Book Reviews

 

215px-WaitingExhaleWaiting to Exhale by Terry McMillan

Penguin Group Publications 1992

LJ’s Rating *** Beyond Good

 

More than a breath away…

Waiting to Exhale, Terry McMillan’s novel, keenly and accurately portrays contemporary African-American male/female love relationships strictly from a woman’ point of view.  The story involves four heroines who are alternately in love, out of love, in between love or waiting for love to happen.

As the title suggests, these intelligent professional 30-something women of the 90s are all “waiting to exhale,” i.e., waiting for that special man to sweep them off their feet and cause them to breathe easy.

Savannah Jackson is a beautiful, intelligent woman with a promising career.  However, no matter how many promotions she earns at work, her meddling mother and sister simply will not allow her to live down the fact that she’s still unmarried, at 36 years of age.

With 11 years of marriage under her belt, Bernadine Harris is living in the lap of luxury along with a husband, two children, and all of her material needs fulfilled.  One morning out of blue her husband John quietly and calmly announces that he’s leaving her, for his 24-year-old white bookkeeper.

Robin Stokes, young, slim and pretty, is highly successful at her profession — underwriting for a major insurance company.  Her love life, on the other hand, is a train wreck.  She’s just wasted 2 years of her life babysitting a philandering, commitment-shy grown man.

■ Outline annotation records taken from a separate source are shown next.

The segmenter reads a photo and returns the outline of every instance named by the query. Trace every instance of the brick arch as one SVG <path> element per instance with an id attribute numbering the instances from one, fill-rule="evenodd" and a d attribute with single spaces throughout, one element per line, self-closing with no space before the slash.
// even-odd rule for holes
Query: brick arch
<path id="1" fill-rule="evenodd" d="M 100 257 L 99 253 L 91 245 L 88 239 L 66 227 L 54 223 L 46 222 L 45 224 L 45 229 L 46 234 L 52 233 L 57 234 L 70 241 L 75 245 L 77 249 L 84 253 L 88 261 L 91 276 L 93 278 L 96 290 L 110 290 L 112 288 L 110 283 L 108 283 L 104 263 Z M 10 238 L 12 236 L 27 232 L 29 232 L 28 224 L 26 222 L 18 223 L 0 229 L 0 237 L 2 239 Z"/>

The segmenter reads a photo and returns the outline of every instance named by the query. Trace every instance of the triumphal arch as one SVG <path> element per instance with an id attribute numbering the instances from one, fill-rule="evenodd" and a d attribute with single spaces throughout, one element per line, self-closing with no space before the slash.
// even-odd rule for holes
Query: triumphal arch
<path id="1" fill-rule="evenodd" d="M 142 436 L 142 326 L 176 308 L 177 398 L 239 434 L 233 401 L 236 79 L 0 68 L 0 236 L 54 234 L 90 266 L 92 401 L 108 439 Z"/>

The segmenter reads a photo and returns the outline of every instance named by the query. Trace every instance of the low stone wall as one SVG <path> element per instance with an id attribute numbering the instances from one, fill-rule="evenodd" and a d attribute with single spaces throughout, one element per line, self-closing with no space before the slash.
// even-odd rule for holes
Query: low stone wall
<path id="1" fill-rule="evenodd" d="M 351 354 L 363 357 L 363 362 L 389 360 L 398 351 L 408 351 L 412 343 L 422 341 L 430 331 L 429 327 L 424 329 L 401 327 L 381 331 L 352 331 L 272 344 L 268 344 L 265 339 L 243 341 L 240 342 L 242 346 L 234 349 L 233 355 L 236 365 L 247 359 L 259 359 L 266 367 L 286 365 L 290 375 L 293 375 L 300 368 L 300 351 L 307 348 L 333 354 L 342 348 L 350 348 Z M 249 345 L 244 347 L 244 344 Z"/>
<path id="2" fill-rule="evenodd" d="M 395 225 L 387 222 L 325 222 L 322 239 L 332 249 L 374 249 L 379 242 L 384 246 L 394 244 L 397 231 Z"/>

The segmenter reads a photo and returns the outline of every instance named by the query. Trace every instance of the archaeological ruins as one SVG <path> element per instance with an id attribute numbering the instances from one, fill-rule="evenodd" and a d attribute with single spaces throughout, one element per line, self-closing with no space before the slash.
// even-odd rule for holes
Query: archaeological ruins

Gloria Matthews is a heavyset attractive woman who operates one of the few African-American owned beauty salons in Phoenix, Arizona.  She’s also the single mom parent to a 16-year-old boy named Tarik.  Gloria’s adult life revolves around the church, her salon, food, and Tarik, not necessarily in that order.  The one and only love of her life and father to her son finally admits to her why he’s been avoiding her sexual advances all of these years  —  he’s gay…

 

 

Waiting to Exhale earns *** stars from me, LJ, for Beyond Good.  It covers the spectrum of contemporary love relationships in that it deals with single relationships, interracial relationships, divorce, infidelity, homosexuality, and promiscuity.  Although the story offers very little in the way of real solutions to the dilemmas it presents, the camaraderie amongst these women will delight modern African-American female readers who may be looking for some sort of confirmation to the dating challenges they face in the modern world.